Tuesday, July 16, 2019

A common problem encountered when attempting to set up workflows on HPC machines is handling and installing all the necessary dependencies such as vendor-specific MPI libraries, mathematical and parallel toolkits, and other necessary software libraries. Although most HPC administrators will provide a set of commonly used applications and libraries, it is still very often necessary to manually compile at least some dependencies yourself. This manual installation can be both time-consuming and error-prone and can make migration to a new HPC system an unappetising prospect.

Installing the POP profiling tools requires configuration and installation of various low-level libraries to support their tracing and instrumentation functionality. To help ease this installation and dependency management, I recommend the use of an HPC package manager such as Spack.

Spack is a package manager designed for HPC systems designed to automate the installation and management of HPC software and libraries (the Spack documentation provides an up to date list of the packages provided by Spack). It can be used for both central provision of packages and for individual users to install the packages they need. Although it has been designed with HPC usage in mind, it can be used just as effectively to install scientific software on a local machine.

Its main features include:

Easy installation and porting to different machines
Simple installation of over 3000 scientific packages
Allowing multiple package/library versions to coexist
Managing builds with multiple compilers
Easy addition of new packages

In particular, the following POP tools are available in Spack:

Dimemas
Extrae
Scalasca
Score-p
SimGrid
Tau
Vampirtrace

This blog post will give a brief overview of how Spack provides a simple method to install not only the POP tools but a wide range of HPC and scientific software quickly and easily.

Installing Spack

Spack itself is written in Python, and requires only that the system provides Python version 2.6 or newer and a working C/C++ compiler.

It is hosted on Github and installation can be performed by either cloning the git repository:

$ git clone https://github.com/spack/spack.git

or downloading and extracting the latest release tarball, for example:

$ wget https://github.com/spack/spack/releases/download/v0.12.1/spack-0.12.1.tar.gz

$ tar xvf spack-0.12.1.tar.gz

Due to the rolling-release nature of Spack it is recommended to use the latest version of the package repository via the git clone method. However, if git is not available on the target system, the release tarball version may be used to install git and then updated to the latest version using the newly installed git package.

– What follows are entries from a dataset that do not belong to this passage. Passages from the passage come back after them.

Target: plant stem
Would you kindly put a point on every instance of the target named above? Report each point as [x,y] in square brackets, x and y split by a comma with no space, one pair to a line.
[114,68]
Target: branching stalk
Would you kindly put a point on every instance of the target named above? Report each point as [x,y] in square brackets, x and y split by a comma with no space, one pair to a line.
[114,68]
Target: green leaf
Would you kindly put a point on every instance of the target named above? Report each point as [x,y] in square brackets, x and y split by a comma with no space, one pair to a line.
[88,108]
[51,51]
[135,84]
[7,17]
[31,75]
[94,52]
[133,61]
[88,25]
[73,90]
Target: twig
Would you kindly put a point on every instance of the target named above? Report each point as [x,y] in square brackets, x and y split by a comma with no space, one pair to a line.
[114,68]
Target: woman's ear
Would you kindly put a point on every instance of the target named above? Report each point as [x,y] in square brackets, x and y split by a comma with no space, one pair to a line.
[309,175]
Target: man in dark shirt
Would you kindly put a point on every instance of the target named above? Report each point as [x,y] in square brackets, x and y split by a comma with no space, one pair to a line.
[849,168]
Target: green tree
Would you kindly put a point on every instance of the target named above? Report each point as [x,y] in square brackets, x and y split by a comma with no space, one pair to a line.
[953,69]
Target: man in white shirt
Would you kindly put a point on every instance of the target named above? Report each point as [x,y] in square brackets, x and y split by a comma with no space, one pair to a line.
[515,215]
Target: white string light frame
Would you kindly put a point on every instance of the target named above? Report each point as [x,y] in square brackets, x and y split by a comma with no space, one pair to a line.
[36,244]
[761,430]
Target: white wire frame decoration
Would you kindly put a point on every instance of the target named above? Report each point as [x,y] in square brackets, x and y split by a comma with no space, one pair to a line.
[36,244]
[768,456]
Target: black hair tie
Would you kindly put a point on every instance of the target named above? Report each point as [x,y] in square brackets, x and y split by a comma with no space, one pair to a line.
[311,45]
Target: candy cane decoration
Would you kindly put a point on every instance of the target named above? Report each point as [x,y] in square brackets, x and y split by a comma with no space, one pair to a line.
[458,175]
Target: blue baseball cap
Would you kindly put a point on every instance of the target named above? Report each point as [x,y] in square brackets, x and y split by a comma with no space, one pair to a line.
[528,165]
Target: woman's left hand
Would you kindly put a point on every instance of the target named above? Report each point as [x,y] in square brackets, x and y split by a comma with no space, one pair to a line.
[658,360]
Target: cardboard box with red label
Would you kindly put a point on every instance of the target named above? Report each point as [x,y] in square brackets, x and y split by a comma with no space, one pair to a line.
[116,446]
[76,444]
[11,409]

Finally, enable usage of the Spack command by sourcing the Spack activation script:

$ export SPACK_ROOT=/path/to/spack
$ . $SPACK_ROOT/share/spack/setup-env.sh

Installing Packages with Spack

To determine if the package you want to install is provided by Spack, you can either check the package list in the Spack documentation, or use the spack list command on an existing installation. For example: to list available packages which match the name "lapack":

$ spack list lapack
==> 3 packages.
clapack  netlib-lapack  netlib-scalapack

Installing a package uses the install command. For example to install the Scalasca profiling tool:

$ spack install scalasca

Spack will then install all the dependencies that Scalasca itself requires, and then install Scalasca.

Using Spack Packages

Spack packages are used in the same way as "traditional" modulefiles on HPC systems. They can be queried and loaded using an installed module system, or ideally using the spack load command.

For example, to load the Scalasca module for use:

$ spack load scalasca

Spack modules can be used alongside "normal" system modules, but be aware that Spack does not, by default, know anything about these system modules.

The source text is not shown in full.